For Diane Tait, it hardly matters. She carried her two grandchildren through waist deep waters before a torrent of mud swept through their Waimarama home on Anzac night. She feared for her life that night, and all she knows is that life will be very different from now on. While some argue about the cause – even the very legitimacy – of climate change, as we seek to shift blame or responsibility, evade the costs or simply shoot the messenger – the weather keeps on coming.

We know that there is now more CO2 in the atmosphere than at any time in the last 420,000 years. It's a matter of record that 20 of the warmest known years globally happened in the last 25 years. Each of the past three decades has been warmer than the one before, and each closed by setting a record.

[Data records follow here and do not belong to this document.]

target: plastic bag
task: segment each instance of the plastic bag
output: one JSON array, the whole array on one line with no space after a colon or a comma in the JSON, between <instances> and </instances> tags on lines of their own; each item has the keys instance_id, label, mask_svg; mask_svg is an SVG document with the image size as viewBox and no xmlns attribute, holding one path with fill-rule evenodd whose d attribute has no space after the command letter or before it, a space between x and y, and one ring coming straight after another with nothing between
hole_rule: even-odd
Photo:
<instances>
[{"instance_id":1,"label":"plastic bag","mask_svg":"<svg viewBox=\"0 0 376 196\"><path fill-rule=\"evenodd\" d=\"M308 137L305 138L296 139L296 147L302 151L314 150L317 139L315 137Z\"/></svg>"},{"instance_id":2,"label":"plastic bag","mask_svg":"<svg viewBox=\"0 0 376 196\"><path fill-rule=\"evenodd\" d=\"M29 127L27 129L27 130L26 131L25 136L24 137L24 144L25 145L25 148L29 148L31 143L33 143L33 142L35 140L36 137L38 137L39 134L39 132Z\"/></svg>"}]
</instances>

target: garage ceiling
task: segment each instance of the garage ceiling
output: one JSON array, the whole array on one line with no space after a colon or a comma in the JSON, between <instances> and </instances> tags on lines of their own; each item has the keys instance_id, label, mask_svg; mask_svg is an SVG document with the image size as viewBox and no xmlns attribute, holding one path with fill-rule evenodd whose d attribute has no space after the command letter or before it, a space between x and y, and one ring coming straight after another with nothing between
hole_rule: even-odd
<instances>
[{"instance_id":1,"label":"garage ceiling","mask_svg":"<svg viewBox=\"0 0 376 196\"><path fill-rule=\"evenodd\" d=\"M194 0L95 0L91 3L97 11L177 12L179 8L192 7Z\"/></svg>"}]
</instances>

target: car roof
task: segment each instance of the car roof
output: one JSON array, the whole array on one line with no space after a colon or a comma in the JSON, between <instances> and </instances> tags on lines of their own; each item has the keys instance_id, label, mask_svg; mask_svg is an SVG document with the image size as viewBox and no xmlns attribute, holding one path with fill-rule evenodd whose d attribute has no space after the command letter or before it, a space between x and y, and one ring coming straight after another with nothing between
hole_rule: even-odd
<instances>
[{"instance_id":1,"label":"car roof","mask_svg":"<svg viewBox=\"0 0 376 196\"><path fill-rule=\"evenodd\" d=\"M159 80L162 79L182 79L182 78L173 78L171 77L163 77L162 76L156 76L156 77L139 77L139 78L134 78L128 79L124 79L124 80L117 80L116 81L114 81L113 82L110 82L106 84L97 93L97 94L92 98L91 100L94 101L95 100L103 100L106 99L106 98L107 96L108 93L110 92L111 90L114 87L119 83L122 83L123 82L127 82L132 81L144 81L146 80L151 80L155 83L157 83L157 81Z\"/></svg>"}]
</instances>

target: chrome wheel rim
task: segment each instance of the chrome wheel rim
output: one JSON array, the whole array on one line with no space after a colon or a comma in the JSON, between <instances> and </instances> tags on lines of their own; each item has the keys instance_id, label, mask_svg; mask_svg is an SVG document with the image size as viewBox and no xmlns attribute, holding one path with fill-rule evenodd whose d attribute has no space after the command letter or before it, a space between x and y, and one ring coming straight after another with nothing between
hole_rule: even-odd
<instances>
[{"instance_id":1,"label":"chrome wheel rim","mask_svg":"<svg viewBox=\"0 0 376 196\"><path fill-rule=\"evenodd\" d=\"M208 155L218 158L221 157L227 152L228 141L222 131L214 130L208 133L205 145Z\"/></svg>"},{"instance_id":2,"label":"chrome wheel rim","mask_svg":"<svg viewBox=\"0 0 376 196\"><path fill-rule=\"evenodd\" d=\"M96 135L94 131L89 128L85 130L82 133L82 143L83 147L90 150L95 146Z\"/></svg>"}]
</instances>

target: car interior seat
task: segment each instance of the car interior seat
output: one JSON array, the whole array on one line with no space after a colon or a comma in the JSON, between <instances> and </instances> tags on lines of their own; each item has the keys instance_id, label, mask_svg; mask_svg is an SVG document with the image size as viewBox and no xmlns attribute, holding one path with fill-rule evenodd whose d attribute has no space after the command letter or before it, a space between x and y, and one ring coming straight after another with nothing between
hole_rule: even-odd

The 2000s is the warmest decade yet, but as May pointed out, the trend may not stop there.

Di Tait's grandchildren will not thank us for prevaricating. They may well remember us as the generation that knew climate change was happening, that had the information, the opportunity and the technology to act, but did not. The compound interest on our deferred action will be theirs to pay, and Christiana Figueres, Executive Secretary of the UN Framework Convention on Climate Change, claimed early in June that every year of delay adds another trillion US dollars to the bill we leave behind.

Builder, banker or bus driver, a more volatile climate will affect us all: our economy, our society, our environment. As NIWA climate scientist Anthony Clark says in these pages: "normal is changing".

In this issue of Water & Atmosphere, you'll meet some of the people for whom New Zealand is already a different place. NIWA will continue to play its part, informing our collective response with the best of evidence-based environmental science.